Stalin è morto, e anch’io non mi sento tanto bene. Battuta classica, ma si sa, la maniera migliore per prendere le cose sul serio e farci sopra una bella risata. Come fa Armando Iannucci, scozzese partenopeo, sceneggiatore dalla scrittura graffiante, intelligente e divertente. Vedere le sue serie per la BBC per credere, soprattutto creatore di quel gioiello di Veep, in cui si ricorda al mondo che straordinaria donna e attrice sia Julia Louis-Dreyfus.
Una satira eccezionale sul potere, la storia della vice-presidente incompetente, tratta dalla serie inglese dello stesso Iannucci The Thick of It. E dato che sull’argomento è ferrato, perché non immaginare cosa accadde a Mosca nella notte tra il 1° e 2 marzo 1953, quando il compagno Iosif Stalin, segretario generale del partito comunista sovietico e dittatore, come riportato sulla carta d’identità, ebbe l’emorragia cerebrale che lo portò al decesso, registrato il 5 marzo? Attorno a lui tutti i suoi più stretti collaboratori, pronti a raccogliere, in un modo o nell’altro, l’eredità di uno dei padri della rivoluzione.
Il potere, questa bestia feroce, porta le persone a compiere atti assurdi, per assicurarselo e per esercitarlo.
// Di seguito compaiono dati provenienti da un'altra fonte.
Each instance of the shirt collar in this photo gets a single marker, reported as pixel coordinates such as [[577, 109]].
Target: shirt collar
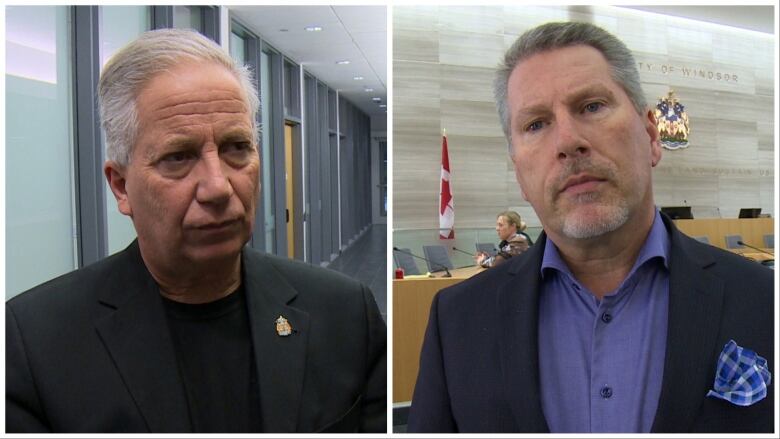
[[657, 245]]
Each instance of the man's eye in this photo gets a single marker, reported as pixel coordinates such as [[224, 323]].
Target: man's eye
[[593, 107], [236, 147], [178, 157], [535, 125]]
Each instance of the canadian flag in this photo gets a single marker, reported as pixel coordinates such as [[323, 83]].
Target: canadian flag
[[446, 206]]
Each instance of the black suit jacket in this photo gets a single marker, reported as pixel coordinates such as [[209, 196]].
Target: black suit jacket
[[91, 351], [479, 366]]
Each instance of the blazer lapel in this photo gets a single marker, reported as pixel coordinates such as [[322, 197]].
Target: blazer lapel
[[695, 302], [280, 360], [518, 305], [137, 338]]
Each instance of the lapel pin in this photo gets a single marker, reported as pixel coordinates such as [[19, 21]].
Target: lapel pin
[[283, 327]]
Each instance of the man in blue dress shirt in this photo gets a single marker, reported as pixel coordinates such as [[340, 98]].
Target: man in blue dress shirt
[[616, 322]]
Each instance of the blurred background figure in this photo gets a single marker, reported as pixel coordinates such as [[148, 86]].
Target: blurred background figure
[[510, 229]]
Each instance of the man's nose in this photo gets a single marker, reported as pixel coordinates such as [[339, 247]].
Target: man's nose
[[213, 185], [569, 141]]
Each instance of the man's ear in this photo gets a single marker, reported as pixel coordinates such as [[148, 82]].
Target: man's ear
[[651, 126], [117, 181]]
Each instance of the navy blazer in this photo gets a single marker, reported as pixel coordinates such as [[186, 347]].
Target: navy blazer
[[91, 352], [479, 366]]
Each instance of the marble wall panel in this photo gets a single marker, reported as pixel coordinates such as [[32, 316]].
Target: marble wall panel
[[766, 136], [470, 118], [737, 192], [415, 45], [520, 18], [470, 49], [473, 19], [737, 147], [415, 79], [415, 17], [467, 83], [688, 44], [443, 72]]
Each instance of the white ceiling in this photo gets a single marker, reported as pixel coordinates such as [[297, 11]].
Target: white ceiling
[[359, 34], [757, 18], [354, 33]]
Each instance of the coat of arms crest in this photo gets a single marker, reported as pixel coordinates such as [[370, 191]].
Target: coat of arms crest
[[283, 327], [672, 122]]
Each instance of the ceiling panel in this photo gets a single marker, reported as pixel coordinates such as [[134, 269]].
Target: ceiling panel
[[354, 33]]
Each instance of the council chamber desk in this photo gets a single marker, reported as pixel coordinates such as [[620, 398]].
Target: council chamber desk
[[412, 298]]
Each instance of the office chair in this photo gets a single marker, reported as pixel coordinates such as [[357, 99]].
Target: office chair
[[487, 247], [405, 261], [731, 241], [437, 257]]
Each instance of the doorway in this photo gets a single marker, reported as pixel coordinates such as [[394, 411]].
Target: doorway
[[289, 189]]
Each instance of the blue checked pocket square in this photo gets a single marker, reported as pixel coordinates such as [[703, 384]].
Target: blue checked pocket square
[[742, 376]]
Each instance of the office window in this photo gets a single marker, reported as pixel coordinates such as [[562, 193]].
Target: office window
[[237, 48], [188, 17], [118, 26], [40, 242]]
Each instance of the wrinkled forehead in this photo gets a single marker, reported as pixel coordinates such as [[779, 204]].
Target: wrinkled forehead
[[556, 70], [209, 91]]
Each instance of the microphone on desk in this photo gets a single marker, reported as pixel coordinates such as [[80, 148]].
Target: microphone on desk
[[448, 274], [769, 262], [463, 251], [755, 248]]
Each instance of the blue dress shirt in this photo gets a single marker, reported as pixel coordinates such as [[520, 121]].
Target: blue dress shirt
[[601, 361]]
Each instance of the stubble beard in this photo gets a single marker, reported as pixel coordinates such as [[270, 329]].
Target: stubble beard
[[598, 219], [593, 213]]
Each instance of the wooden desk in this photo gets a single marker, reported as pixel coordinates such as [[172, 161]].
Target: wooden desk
[[411, 304], [764, 255], [752, 230]]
Azioni quasi sempre efferate, giustificate come necessarie per un bene superiore, di fatto inutili e dettate solo dall’ambizione e la follia che ne segue. Iannucci racconta la Storia e i processi, in tutti i sensi, immediatamente successivi, con uno stile da situation comedy, con tanta comicità slapstick, dialoghi surreali, situazioni tanto paradossali quanto perfettamente plausibili, arrivando maieuticamente poi al lato più oscuro, messo in scena con agghiacciante asciuttezza, così come la sete di vendetta con crudele realismo.
Morto Stalin, se ne fa un altro, tratto dalla notevolissima graphic novel di Fabien Nury La morte di Stalin, è un film magnificamente scritto, diretto e soprattutto interpretato, da un cast eccezionale, a partire da Steve Buscemi, assolutamente perfetto nei panni di Nikita Kruscev. E poi Jeffrey Tambor, Andrea Riseborough, Michael Palin, Jason Isaacs, Rupert Friend, una gara di bravura in cui è difficile decretare un vincitore.
Sul gradino più alto del podio sale la cosa più importante: la Storia, quella che ciclicamente si dovrebbe ripassare, per chi l’ha studiata, e conoscere se la si ignora.
Morto Stalin, se ne fa un altro fa il suo dovere soprattutto in questo senso.
Perché ridere di gusto della morte di un uomo responsabile del massacro di milioni di russi durante la sua dittatura, fa venire voglia prima di tutto di ricordare come e perché tutto questo sia avvenuto. Sapendo che l’unica risposta che forse potremmo trovare è quando. E potrebbe voler dire domani.